Now lets talk about some specific causes of edema...

Mild causes:

  • Sitting or staying in one position for too long
  • Eating too much salty food
  • Premenstrual signs and symptoms
  • Pregnancy, which can cause swelling in your hands, feet and face from excess fluid retention

More serious causes:

  • Heart failure: with this condition the heart is no longer efficient at moving blood around the body and pressure builds up in the tissue such that interstitial space receives more water and causes edema. The body tries to compensate by retaining more fluid (specifically with the kidneys holding onto more sodium). Remember, water follows sodium.
  • Drug induced edema: Many drugs can alter the kidney's ability to regulate sodium and thereby alter the interstitial fluid volume. Certain antihypertensives called calcium channel blockers, NSAIDs (like ibuprofen), antiparkinsons medications, estrogens and even some diabetic medications can all be implicated.
  • Cirrhosis of the liver: a disease causes scarring of your liver, which interferes with liver function, causing changes in the hormones and chemicals that regulate fluids in your body
  • Kidney disease or damage: the kidneys have impaired ability to eliminate fluid and sodium from your blood. That extra sodium can increase pressure in the blood vessels and cause edema.
  • Weakness in the valves of veins: in this condition the veins ability to carry blood back to the heart causes fluid to leak back into the tissue.
  • Damaged lymphatics: either due to cancer or infection

Pitting EdemaSo getting back to your grandfather-in-law... there are a few things I would ask about before blaming excess salt intake (although asking him to reduce salt intake would be wise). 
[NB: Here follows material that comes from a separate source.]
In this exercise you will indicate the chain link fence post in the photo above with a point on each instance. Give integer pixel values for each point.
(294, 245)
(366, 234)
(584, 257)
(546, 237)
  1. Is there a disease that could be causing this (cardiac disease, alcoholism or liver damage, hypertension)?
  2. Could a prescription drug be causing this?
  3. Is there any evidence of edema in the lungs (pulmonary edema, a common condition in heart failure)
  4. What is the pattern of edema? Is it only in the hands? Both hands equally? Is there edema in other areas such as the legs or sacrum?

In conclusion, while excess salt intake could be the cause of edema it may also be caused by some serious disease states that can be ruled out with further testing and blood work.